Le malattie dei poveri

Fonte del sito: http://www.ilfattoquotidiano.it
Autore: Ilfattoquotidiano

Oggi c’era un bel congresso all’Istituto Pasteur di Parigi, intitolato “Parasitism: a Life Style”. Non avevo tempo di andarci e comunque due giorni di missione scientifica a Parigi non possono costare meno di 6-700 euro, troppo per il finanziamento dei nostri progetti di ricerca che di solito non arriva a 10.000 euro all’anno per l’intero gruppo partecipante che spesso conta 5 membri o più. Peccato. Per fortuna c’è internet e molto di quello che si dice in queste occasioni è comunque accessibile anche a chi non ha partecipato.

Le malattie discusse in questo congresso sono dovute a parassiti, croniche e a grande diffusione: la malaria colpisce mezzo miliardo di persone e la schistosomiasi duecento milioni. La tripanosomiasi africana rispetto a queste due è relativamente rara: 10.000 nuovi casi all’anno. La toxoplasmosi ha una diffusione molto grande, ma è più benigna e questo comporta che ve ne siano molti casi asintomatici. Le parassitosi gravi sono prevalentemente o esclusivamente diffuse nei paesi a clima tropicale e subtropicale: paesi in via di sviluppo che non possono permettersi grandi investimenti per la ricerca e per la salute pubblica. Consegue che, a parte la malaria, queste malattie sono poco studiate e non c’è grande interesse neppure da parte delle industrie farmaceutiche perché il mercato è poco appetibile. Gli investimenti in ricerca e sviluppo su queste malattie vengono dagli stati che hanno o hanno avuto relazioni commerciali importanti con i paesi tropicali (spesso paesi con passato coloniale) o da fondazioni private. L’Organizzazione Mondiale della Sanità ha un osservatorio permanente dedicato soltanto a queste malattie.
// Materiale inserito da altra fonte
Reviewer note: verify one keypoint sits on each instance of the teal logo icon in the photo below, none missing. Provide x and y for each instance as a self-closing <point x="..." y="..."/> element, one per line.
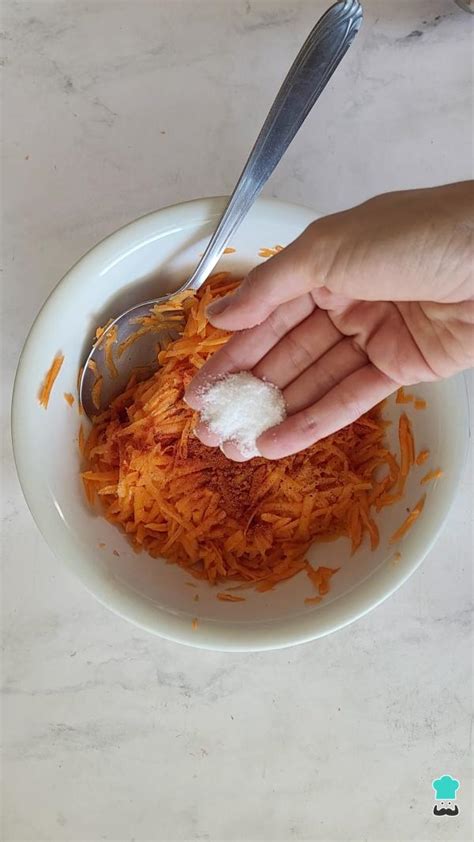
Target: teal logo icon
<point x="445" y="788"/>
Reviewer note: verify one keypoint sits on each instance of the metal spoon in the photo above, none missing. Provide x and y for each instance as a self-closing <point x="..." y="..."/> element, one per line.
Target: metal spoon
<point x="308" y="76"/>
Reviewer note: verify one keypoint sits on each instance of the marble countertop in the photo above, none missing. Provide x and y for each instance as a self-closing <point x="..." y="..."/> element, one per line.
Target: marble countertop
<point x="112" y="109"/>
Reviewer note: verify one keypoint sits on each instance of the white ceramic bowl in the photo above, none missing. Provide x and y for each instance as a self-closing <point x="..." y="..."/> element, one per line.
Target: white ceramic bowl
<point x="150" y="256"/>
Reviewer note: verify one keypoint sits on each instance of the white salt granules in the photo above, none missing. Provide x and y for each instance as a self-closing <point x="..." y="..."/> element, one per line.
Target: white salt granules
<point x="240" y="407"/>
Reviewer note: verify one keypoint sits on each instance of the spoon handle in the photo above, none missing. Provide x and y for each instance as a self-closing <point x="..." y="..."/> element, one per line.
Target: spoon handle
<point x="309" y="74"/>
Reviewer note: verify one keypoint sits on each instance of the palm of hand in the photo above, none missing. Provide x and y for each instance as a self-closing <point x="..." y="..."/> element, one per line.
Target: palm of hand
<point x="334" y="358"/>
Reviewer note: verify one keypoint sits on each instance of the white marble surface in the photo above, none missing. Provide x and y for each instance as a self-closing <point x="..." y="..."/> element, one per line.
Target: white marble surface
<point x="113" y="108"/>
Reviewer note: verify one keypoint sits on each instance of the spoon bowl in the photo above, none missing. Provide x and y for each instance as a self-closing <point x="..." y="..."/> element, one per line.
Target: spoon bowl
<point x="108" y="366"/>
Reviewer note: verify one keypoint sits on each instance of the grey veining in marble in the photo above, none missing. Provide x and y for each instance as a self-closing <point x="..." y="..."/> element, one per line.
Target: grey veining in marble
<point x="113" y="108"/>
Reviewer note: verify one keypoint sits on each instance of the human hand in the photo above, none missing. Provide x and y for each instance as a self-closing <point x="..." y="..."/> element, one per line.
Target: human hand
<point x="363" y="302"/>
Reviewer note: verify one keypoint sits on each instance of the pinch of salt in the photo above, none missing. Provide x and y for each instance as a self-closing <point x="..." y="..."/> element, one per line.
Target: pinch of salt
<point x="240" y="407"/>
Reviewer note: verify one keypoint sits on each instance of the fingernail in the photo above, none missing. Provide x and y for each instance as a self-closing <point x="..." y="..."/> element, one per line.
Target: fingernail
<point x="218" y="307"/>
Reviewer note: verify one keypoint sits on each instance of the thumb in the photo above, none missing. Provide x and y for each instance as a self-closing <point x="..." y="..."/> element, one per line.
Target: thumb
<point x="282" y="278"/>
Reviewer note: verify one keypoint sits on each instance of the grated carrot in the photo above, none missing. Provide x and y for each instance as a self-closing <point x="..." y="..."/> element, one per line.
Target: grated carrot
<point x="249" y="523"/>
<point x="312" y="600"/>
<point x="409" y="521"/>
<point x="431" y="475"/>
<point x="48" y="382"/>
<point x="228" y="597"/>
<point x="81" y="440"/>
<point x="97" y="391"/>
<point x="109" y="342"/>
<point x="422" y="457"/>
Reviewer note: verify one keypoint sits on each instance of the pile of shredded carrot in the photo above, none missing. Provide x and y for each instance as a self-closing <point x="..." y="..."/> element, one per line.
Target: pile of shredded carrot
<point x="226" y="522"/>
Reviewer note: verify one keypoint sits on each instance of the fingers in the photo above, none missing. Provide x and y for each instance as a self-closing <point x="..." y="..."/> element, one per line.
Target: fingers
<point x="325" y="374"/>
<point x="275" y="282"/>
<point x="342" y="405"/>
<point x="298" y="350"/>
<point x="244" y="350"/>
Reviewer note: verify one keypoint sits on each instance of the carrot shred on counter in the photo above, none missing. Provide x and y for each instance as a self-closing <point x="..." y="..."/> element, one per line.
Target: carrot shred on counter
<point x="226" y="522"/>
<point x="431" y="475"/>
<point x="409" y="521"/>
<point x="422" y="457"/>
<point x="48" y="382"/>
<point x="403" y="397"/>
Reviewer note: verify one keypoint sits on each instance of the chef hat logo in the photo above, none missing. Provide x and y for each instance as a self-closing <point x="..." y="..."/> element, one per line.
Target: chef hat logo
<point x="445" y="788"/>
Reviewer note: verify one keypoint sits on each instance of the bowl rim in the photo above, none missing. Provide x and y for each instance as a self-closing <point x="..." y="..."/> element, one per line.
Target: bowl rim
<point x="214" y="635"/>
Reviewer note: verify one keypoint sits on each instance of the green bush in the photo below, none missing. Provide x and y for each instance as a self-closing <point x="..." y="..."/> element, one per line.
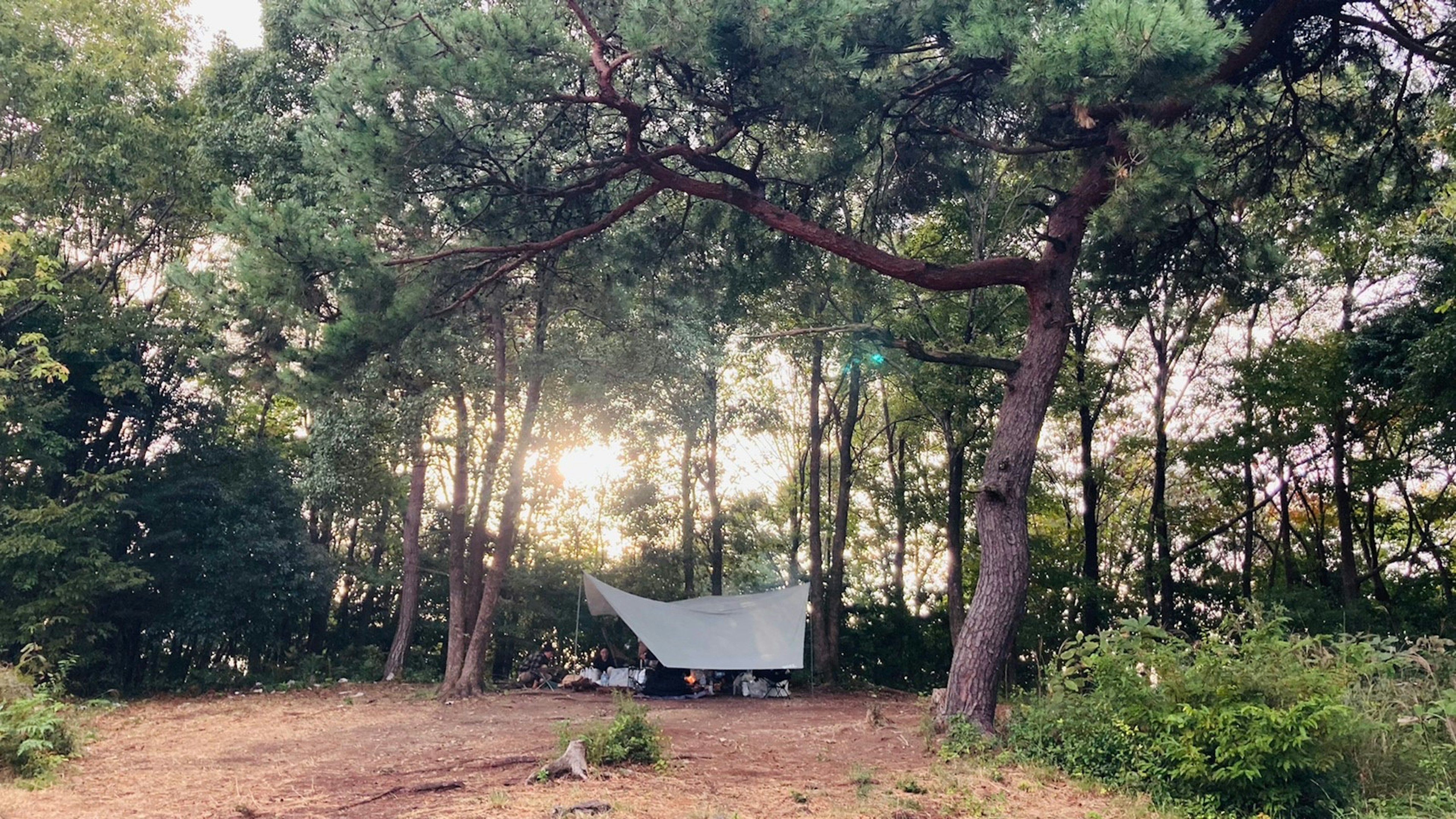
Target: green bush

Una strategia economicamente perseguibile per la terapia di queste “malattie dei poveri” è quella di cercare nell’arsenale dei farmaci già in uso per altri scopi molecole che possiedano attività antiparassitaria: infatti i costi di uno studio clinico su un farmaco già noto, del quale si vuole soltanto testare una nuova attività sono drasticamente inferiori a quelli di uno studio analogo condotto su una molecola completamente nuova. E’ un campo di ricerca al quale io stesso ho partecipato: alcuni laboratori scientifici, tra i quali il nostro, sono stati coinvolti nello studio dell’attività antimalarica e antischistosomiasica di un antiinfiammatorio a base di oro chiamato auranofina.